Nintendo’s Shigeru Miyamoto led a video tour of the company’s Mario-themed Super Nintendo World attraction at Universal Studios Japan in Osaka during the company’s latest Direct livestream.
The theme park looks to be packed with Mario iconography that will be familiar to Nintendo fans. Even the entrance Mario-themed: you enter the park by walking through a giant pipe that spits you out in the atrium of Princess Peach’s castle that first debuted in Super Mario 64.
Miyamoto showed how you can you use a special smart wristband, called the “Power-Up Band,” to interact with different parts of the zone. In one example, he punched a question mark block with the hand wearing the device, and the block made the classic Mario coin-collecting sound. In another moment, Miyamoto hit a POW block near a spinning Koopa shell at the right time to make it bounce up and collect a key coin. The band links to your smartphone so you can track your activities around the park.
Miyamoto also walked through an underground area that had oversized elements to create the illusion of being a smaller Mario, a vast cafe with video screens of Toads making food, and Bowser’s Castle, which is where the AR Mario Kart-themed roller coaster is located.
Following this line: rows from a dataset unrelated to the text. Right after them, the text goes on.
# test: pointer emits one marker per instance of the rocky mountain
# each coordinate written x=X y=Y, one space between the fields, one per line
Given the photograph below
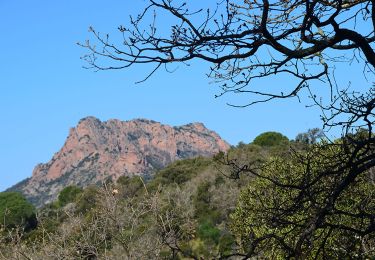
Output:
x=95 y=151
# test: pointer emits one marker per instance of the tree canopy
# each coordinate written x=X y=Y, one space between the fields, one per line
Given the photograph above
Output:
x=270 y=139
x=16 y=211
x=317 y=198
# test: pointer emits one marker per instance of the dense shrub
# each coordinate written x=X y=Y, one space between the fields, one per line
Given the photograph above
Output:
x=16 y=211
x=68 y=194
x=270 y=139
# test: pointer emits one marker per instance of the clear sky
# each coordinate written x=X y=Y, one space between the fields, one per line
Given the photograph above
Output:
x=45 y=90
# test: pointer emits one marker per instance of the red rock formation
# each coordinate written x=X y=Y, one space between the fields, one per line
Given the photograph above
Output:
x=95 y=151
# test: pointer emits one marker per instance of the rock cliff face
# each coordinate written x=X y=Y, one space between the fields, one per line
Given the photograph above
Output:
x=95 y=151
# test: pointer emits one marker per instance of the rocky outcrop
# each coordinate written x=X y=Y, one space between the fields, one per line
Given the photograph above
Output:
x=95 y=151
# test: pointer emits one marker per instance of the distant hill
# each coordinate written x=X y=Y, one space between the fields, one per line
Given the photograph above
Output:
x=96 y=151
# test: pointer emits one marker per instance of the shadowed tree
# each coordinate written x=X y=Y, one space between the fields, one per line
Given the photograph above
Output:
x=247 y=41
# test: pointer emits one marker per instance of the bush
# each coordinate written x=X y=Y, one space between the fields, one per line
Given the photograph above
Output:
x=270 y=139
x=68 y=194
x=16 y=211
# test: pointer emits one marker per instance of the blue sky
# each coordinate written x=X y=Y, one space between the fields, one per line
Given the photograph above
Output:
x=45 y=90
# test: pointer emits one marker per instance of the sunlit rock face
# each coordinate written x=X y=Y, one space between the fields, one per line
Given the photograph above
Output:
x=95 y=151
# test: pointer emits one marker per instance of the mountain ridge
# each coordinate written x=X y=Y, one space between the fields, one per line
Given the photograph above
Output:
x=95 y=151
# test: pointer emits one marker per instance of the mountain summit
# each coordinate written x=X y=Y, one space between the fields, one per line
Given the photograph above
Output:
x=95 y=151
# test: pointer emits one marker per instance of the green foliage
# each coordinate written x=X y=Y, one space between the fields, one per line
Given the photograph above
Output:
x=87 y=200
x=180 y=172
x=130 y=186
x=16 y=211
x=207 y=231
x=278 y=208
x=270 y=139
x=68 y=194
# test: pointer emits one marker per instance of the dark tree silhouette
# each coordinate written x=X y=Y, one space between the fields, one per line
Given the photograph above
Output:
x=246 y=41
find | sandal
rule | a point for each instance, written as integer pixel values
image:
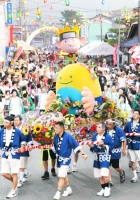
(122, 177)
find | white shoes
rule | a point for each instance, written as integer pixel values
(27, 174)
(101, 193)
(134, 180)
(137, 169)
(24, 179)
(104, 192)
(12, 194)
(69, 170)
(67, 192)
(74, 169)
(107, 192)
(57, 196)
(20, 184)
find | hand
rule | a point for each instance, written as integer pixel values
(124, 152)
(50, 97)
(101, 143)
(87, 100)
(90, 145)
(22, 149)
(85, 156)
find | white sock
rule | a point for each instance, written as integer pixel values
(21, 175)
(25, 172)
(135, 174)
(74, 163)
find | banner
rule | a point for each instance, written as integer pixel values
(19, 51)
(11, 52)
(115, 54)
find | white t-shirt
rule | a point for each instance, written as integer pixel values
(121, 82)
(15, 106)
(42, 100)
(99, 137)
(134, 124)
(110, 132)
(8, 137)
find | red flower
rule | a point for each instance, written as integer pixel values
(84, 131)
(105, 99)
(44, 129)
(40, 135)
(110, 109)
(93, 128)
(64, 112)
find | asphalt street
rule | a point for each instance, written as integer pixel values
(84, 185)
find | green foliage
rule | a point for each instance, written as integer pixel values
(69, 15)
(123, 31)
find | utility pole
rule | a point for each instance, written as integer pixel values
(101, 27)
(139, 22)
(118, 49)
(20, 19)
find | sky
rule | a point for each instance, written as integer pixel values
(89, 8)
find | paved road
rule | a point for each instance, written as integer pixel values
(82, 182)
(84, 185)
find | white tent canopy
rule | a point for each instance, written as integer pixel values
(97, 48)
(26, 47)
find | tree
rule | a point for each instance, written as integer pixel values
(113, 33)
(71, 17)
(112, 36)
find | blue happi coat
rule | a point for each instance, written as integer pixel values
(18, 140)
(133, 142)
(117, 140)
(102, 155)
(67, 144)
(29, 141)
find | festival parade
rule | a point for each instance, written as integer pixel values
(69, 99)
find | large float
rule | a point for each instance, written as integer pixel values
(78, 101)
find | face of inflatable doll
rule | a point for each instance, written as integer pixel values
(70, 45)
(71, 81)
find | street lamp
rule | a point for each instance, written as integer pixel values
(38, 11)
(74, 20)
(139, 21)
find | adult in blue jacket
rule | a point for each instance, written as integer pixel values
(134, 142)
(11, 140)
(102, 158)
(64, 143)
(119, 141)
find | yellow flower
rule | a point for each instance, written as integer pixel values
(66, 106)
(47, 134)
(25, 130)
(112, 105)
(53, 134)
(37, 128)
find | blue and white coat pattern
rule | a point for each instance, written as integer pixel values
(133, 142)
(118, 136)
(17, 139)
(102, 155)
(64, 153)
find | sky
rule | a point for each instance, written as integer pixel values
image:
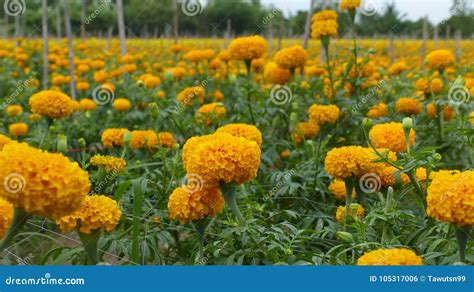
(436, 10)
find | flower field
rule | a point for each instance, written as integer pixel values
(240, 151)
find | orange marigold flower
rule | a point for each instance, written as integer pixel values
(187, 204)
(113, 137)
(390, 136)
(249, 132)
(347, 161)
(52, 104)
(18, 129)
(87, 104)
(451, 197)
(98, 212)
(187, 95)
(440, 59)
(349, 4)
(378, 110)
(275, 74)
(340, 212)
(248, 48)
(390, 257)
(323, 114)
(14, 110)
(407, 105)
(324, 23)
(224, 158)
(42, 183)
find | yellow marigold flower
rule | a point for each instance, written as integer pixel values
(305, 130)
(324, 23)
(323, 114)
(186, 204)
(390, 136)
(390, 257)
(338, 189)
(451, 197)
(407, 105)
(52, 104)
(18, 129)
(224, 158)
(4, 140)
(436, 85)
(100, 76)
(98, 212)
(292, 57)
(397, 68)
(113, 137)
(275, 74)
(209, 113)
(257, 65)
(42, 183)
(248, 48)
(347, 161)
(218, 95)
(187, 95)
(349, 4)
(342, 209)
(6, 216)
(285, 153)
(422, 85)
(166, 139)
(87, 104)
(440, 59)
(122, 104)
(377, 111)
(14, 110)
(110, 163)
(432, 111)
(151, 81)
(144, 139)
(249, 132)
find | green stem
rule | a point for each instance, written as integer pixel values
(90, 243)
(230, 198)
(462, 237)
(325, 43)
(19, 219)
(349, 182)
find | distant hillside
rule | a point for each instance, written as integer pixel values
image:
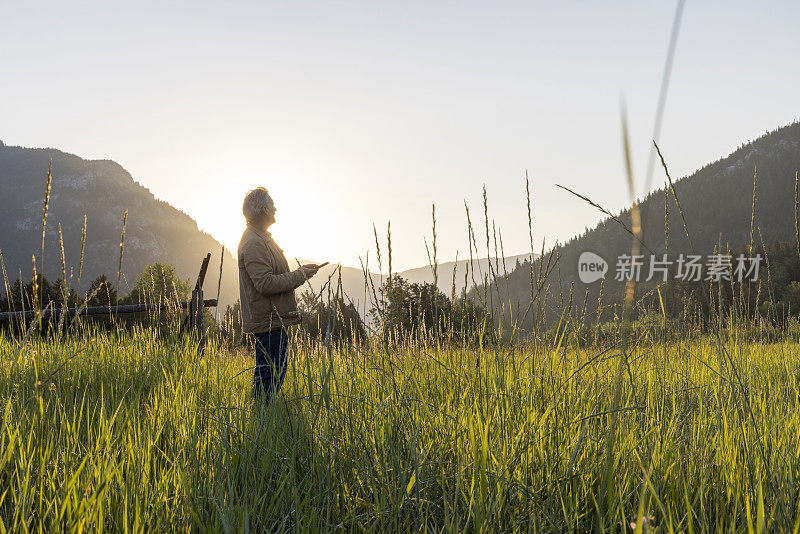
(717, 201)
(155, 231)
(353, 280)
(102, 190)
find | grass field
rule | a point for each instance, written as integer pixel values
(134, 433)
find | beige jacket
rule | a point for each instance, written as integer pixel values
(266, 284)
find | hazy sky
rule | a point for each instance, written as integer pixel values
(354, 113)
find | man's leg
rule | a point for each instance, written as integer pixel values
(271, 358)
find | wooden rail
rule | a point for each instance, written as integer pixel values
(193, 321)
(104, 310)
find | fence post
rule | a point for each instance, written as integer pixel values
(196, 307)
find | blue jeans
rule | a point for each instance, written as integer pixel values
(271, 349)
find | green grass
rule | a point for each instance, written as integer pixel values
(134, 433)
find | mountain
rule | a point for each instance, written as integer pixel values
(717, 202)
(155, 231)
(102, 190)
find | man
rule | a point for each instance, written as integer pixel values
(266, 292)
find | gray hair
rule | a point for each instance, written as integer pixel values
(255, 202)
As a long-time Mario fan, the park looks delightful, and I hope I can experience it for myself someday. Super Nintendo World is scheduled to open on February 4th. The zone was originally set to open before the 2020 Summer Olympics in Tokyo, but the opening was delayed due to the COVID-19 pandemic (which also pushed back the Olympics). At some point, Universal Studios also plans to open Super Nintendo World zones in Hollywood, California; Orlando, Florida; and Singapore.